せめて勇者様さえ
リデムとドゥケが出会ったのは、ある戦場でのことだった。当時からリデムは騎士や戦士達を支援する魔法使いとして前線で戦っていた。でもこの頃はまだ、後方から攻撃魔法で援護するのが主な役目だった。
だけど魔王軍の勢いが強く、戦力差そのものは大きく開いていなくても人間の側は押され気味だったという。
リデムも懸命に戦ったが、仲間達は次々と倒れ、彼女も劣勢を肌に感じて精神的に疲弊していた。
『せめて勇者様さえいてくれたら……』
いくつかの戦場には<勇者>と呼ばれる、騎士よりも戦士よりも強い退魔の力を持った者が先頭に立ち、次々と魔王軍を倒していったそうだ。
けれど<勇者>の数は絶対的に少なく、いくら一騎当千の力を持ってはいても全ての戦場をカバーすることはできなかった。リデムがいた部隊も、魔王軍の侵攻を遅らせることだけが役割の、ある意味では単なる障害物のような存在でしかなかった。戦死者が出れば新しい人間が補充されるだけの、要するに捨て駒の寄せ集めだったのかもしれない。
それでも、自分達が突破されれば人の世界は終わると、リデム達は必死に戦った。
傷付き、疲れ果て、心がそれに悲鳴を上げて凍り付いても戦った。
でもある日、身長三メートルを超え、人間の体よりも大きな戦斧を自在に振り回すオーガに率いられた魔王軍の部隊がリデム達の野営地を急襲。疲れ果てた彼女達にはそれに抗う力は残されていなかった。
リデム自身も
『…死ぬ…私もこれで死ぬんだ……』
思えば幸薄い人生だった。両親は魔物に殺され、施設で魔法使いとしての適性を見出されたもののその修業はもはや非人道的なもので、命の危険に晒すことで強制的に魔法の力を引き出すというものだった。実際それで、彼女と一緒にいた孤児達が何人も命を落とした。死ぬか、魔法使いになるかという二者択一だった。

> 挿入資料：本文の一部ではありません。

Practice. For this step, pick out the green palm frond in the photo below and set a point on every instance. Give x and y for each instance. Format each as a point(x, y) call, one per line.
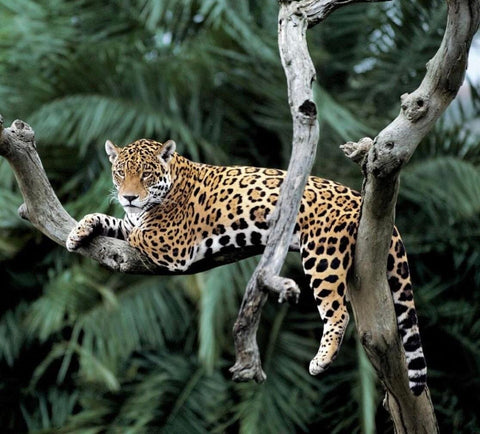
point(12, 333)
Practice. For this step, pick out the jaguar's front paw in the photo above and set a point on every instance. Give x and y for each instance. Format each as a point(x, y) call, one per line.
point(81, 232)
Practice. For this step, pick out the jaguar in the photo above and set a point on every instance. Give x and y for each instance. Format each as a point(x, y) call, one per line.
point(187, 216)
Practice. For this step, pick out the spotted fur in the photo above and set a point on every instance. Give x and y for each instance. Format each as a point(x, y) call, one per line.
point(187, 216)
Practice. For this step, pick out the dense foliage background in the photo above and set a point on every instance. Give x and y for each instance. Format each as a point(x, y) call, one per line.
point(91, 351)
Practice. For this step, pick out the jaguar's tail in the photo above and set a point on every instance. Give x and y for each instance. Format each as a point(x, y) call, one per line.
point(398, 274)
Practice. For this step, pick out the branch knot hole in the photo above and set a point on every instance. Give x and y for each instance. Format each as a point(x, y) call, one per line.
point(308, 108)
point(414, 106)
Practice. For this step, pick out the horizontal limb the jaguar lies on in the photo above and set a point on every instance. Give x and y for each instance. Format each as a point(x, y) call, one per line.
point(187, 216)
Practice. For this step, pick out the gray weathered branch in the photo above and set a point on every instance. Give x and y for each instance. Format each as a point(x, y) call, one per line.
point(43, 209)
point(392, 148)
point(293, 20)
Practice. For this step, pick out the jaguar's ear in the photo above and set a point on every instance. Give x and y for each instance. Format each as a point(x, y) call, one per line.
point(166, 153)
point(111, 150)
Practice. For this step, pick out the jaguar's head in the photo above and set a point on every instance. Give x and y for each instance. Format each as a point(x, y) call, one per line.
point(141, 173)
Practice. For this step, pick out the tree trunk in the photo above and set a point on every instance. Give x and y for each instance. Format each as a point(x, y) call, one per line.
point(383, 158)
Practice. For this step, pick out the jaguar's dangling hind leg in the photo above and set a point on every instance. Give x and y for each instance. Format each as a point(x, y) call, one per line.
point(326, 265)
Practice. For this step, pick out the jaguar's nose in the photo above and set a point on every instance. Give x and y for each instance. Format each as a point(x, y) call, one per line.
point(130, 198)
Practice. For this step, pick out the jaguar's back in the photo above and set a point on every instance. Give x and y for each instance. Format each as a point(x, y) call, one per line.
point(187, 216)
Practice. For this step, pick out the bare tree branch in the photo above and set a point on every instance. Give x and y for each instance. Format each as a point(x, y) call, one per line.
point(293, 20)
point(392, 148)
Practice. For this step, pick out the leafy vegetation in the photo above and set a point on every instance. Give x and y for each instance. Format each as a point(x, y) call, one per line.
point(87, 351)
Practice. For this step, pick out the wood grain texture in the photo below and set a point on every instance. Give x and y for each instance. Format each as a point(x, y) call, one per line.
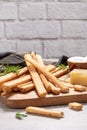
point(18, 100)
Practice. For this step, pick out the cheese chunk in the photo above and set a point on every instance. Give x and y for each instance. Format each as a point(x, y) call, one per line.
point(79, 76)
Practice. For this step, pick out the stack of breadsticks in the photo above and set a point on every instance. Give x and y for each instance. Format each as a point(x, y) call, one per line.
point(44, 79)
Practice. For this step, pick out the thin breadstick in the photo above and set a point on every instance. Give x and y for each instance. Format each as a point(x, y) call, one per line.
point(8, 86)
point(44, 112)
point(50, 67)
point(12, 75)
point(23, 84)
point(55, 70)
point(75, 106)
point(33, 56)
point(79, 88)
point(69, 85)
point(45, 82)
point(55, 90)
point(43, 78)
point(26, 87)
point(53, 79)
point(36, 80)
point(60, 73)
point(40, 61)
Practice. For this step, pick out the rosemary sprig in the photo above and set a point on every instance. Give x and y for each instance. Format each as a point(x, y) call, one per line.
point(10, 68)
point(62, 66)
point(20, 115)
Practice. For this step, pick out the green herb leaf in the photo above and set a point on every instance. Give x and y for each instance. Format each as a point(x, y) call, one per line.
point(62, 66)
point(20, 115)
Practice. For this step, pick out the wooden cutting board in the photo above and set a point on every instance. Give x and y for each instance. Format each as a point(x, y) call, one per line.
point(18, 100)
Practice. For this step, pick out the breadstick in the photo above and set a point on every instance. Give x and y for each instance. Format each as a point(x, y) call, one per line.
point(79, 88)
point(53, 79)
point(55, 90)
point(43, 78)
point(45, 82)
point(75, 106)
point(44, 112)
point(50, 67)
point(26, 87)
point(60, 73)
point(33, 56)
point(8, 86)
point(12, 75)
point(55, 70)
point(36, 80)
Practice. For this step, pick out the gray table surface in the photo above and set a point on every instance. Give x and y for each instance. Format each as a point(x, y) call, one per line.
point(72, 120)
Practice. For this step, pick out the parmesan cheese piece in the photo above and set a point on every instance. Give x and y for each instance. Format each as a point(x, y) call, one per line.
point(79, 76)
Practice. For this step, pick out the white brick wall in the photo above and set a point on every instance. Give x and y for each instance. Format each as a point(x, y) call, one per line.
point(49, 27)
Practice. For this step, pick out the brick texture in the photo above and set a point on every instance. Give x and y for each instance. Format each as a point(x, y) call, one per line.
point(32, 11)
point(33, 29)
point(8, 11)
point(49, 27)
point(74, 29)
point(32, 45)
point(67, 10)
point(7, 45)
point(1, 30)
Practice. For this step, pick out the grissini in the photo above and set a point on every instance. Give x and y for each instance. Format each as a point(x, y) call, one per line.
point(43, 78)
point(55, 90)
point(75, 106)
point(44, 112)
point(53, 79)
point(7, 87)
point(12, 75)
point(79, 88)
point(26, 87)
point(36, 80)
point(60, 73)
point(50, 67)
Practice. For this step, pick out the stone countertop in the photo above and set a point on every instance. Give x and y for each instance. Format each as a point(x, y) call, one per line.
point(73, 120)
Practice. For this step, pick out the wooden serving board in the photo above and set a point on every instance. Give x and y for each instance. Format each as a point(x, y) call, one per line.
point(18, 100)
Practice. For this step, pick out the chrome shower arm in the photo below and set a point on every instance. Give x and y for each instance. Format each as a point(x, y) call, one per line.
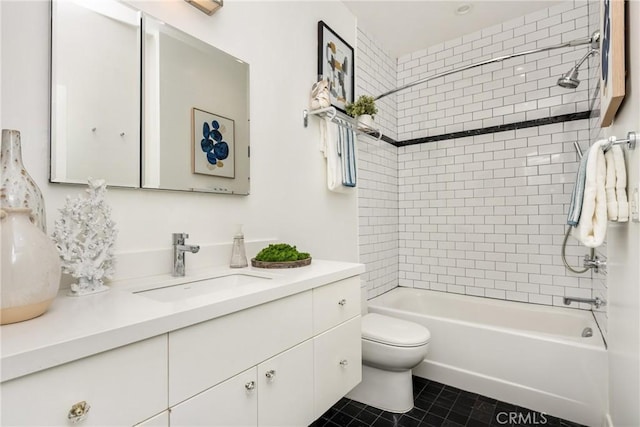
point(593, 41)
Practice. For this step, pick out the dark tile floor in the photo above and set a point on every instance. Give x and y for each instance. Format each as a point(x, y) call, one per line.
point(438, 405)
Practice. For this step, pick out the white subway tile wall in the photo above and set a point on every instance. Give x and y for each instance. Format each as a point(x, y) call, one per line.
point(482, 215)
point(514, 90)
point(377, 172)
point(486, 215)
point(376, 74)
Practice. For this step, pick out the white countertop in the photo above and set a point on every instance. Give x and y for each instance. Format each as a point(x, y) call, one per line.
point(77, 327)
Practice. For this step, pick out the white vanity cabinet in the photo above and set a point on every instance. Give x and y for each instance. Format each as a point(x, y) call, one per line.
point(232, 403)
point(203, 355)
point(305, 350)
point(280, 363)
point(277, 392)
point(123, 387)
point(285, 387)
point(337, 343)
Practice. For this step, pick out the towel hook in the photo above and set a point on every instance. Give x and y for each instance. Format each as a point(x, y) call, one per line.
point(631, 140)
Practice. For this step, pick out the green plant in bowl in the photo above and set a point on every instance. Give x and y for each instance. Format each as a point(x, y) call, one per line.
point(364, 105)
point(281, 252)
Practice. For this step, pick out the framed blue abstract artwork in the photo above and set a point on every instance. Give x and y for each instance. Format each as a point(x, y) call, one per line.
point(612, 55)
point(336, 66)
point(213, 144)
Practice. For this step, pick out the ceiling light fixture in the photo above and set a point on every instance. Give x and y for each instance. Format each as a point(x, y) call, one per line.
point(206, 6)
point(463, 9)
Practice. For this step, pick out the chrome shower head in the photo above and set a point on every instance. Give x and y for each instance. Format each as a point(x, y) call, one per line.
point(569, 80)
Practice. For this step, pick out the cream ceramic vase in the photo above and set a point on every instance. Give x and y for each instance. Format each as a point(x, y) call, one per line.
point(17, 188)
point(30, 267)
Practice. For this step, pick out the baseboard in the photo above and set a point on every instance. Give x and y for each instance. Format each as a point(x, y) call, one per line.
point(608, 422)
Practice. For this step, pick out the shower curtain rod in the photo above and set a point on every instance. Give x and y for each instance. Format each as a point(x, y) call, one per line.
point(593, 41)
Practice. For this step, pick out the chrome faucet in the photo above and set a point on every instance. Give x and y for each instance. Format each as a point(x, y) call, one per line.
point(179, 249)
point(597, 302)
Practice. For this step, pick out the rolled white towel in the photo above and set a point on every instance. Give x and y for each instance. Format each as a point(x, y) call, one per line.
point(610, 186)
point(621, 183)
point(592, 227)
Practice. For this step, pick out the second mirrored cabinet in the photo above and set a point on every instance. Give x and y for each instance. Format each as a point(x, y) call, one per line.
point(140, 103)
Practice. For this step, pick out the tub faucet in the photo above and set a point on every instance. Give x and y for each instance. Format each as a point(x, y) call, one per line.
point(179, 249)
point(596, 302)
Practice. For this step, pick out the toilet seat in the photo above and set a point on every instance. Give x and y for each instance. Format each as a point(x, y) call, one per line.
point(394, 332)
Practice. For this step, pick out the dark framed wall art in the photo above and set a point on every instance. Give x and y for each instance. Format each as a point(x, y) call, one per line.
point(612, 55)
point(336, 66)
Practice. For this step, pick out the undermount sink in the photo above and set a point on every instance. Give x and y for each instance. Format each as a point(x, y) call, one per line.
point(182, 291)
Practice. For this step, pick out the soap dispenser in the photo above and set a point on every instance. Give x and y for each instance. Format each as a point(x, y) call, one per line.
point(238, 254)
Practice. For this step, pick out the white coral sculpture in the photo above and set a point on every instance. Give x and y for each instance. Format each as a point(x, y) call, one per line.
point(84, 236)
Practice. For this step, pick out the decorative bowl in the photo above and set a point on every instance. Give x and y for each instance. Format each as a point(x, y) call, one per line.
point(280, 264)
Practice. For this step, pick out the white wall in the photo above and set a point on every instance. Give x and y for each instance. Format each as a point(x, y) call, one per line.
point(623, 246)
point(288, 200)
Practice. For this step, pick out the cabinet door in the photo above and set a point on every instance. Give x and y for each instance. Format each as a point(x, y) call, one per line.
point(286, 388)
point(337, 363)
point(233, 402)
point(120, 387)
point(203, 355)
point(335, 303)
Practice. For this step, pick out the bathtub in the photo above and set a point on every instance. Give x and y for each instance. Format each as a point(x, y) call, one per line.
point(529, 355)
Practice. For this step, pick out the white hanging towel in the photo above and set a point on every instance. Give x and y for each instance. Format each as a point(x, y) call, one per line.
point(621, 183)
point(592, 227)
point(616, 185)
point(337, 152)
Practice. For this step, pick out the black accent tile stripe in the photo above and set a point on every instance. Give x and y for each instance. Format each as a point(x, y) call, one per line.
point(491, 129)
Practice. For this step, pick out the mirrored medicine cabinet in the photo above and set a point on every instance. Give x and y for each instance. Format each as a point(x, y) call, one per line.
point(142, 104)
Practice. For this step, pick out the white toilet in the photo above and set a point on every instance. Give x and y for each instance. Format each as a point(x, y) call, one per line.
point(391, 347)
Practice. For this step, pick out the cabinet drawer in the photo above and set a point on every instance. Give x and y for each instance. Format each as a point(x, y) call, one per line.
point(122, 387)
point(337, 363)
point(205, 354)
point(231, 403)
point(160, 420)
point(335, 303)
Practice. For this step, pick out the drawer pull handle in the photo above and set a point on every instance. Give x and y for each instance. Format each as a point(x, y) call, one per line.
point(78, 411)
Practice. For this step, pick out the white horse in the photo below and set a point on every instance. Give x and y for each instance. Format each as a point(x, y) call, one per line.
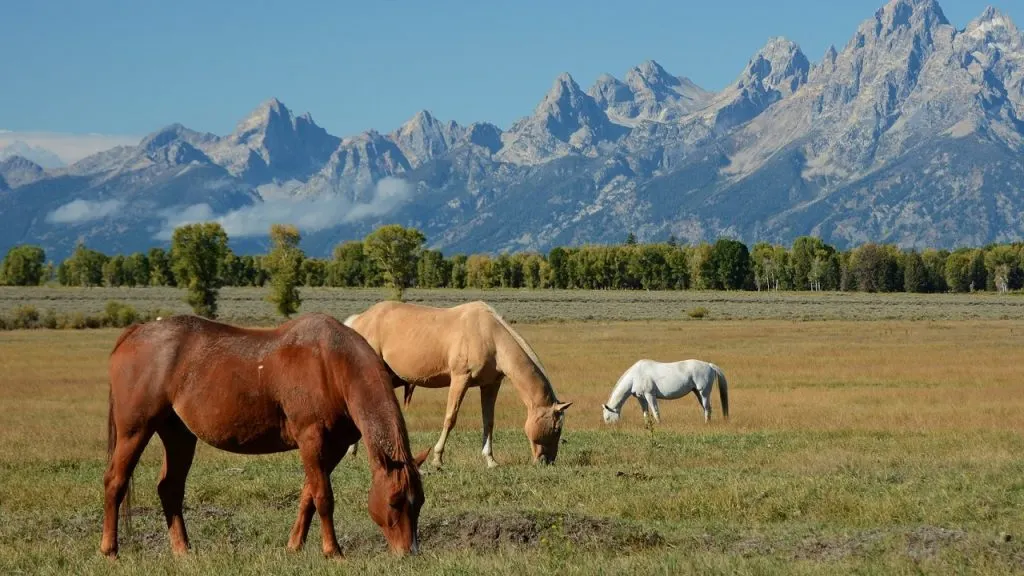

そんな中でかろうじてリデムは生き抜き、魔法使いとして戦いに赴いても、待っていたのは修行以上の過酷な戦場だった。それまでの散発的な攻撃ではなくて、組織立った本格的な侵攻が始まったのが、ちょうど彼女が配属された頃だった。非人道的な修行と思ったけれど、それでも戦場に比べればまだマシだったと彼女は思い知らされた。
いっそ、修行で命を落としていた方が苦しまずに死ねたかもしれない。そう考えてしまうほどの……
『せめて恋の一つくらいしたかったな……』
死の魔法を浴びて体はもう動かず、迫りくるゾンビ兵にさえ抗えない状態で、リデムは涙を流しながらそう思ったのだった。
なのに、そんな彼女の耳に届いた声があった。
「大丈夫だ。俺が死なせない」
それがドゥケだった。ドゥケの剣がリデムの体に触れた瞬間、死の魔法は無効化され、力が溢れた。
「今から俺が奴らに突っ込む。援護頼むよ」
体を起こしたリデムの目が、オーガへと向かって走っていくドゥケの背中を捉えていたのだった。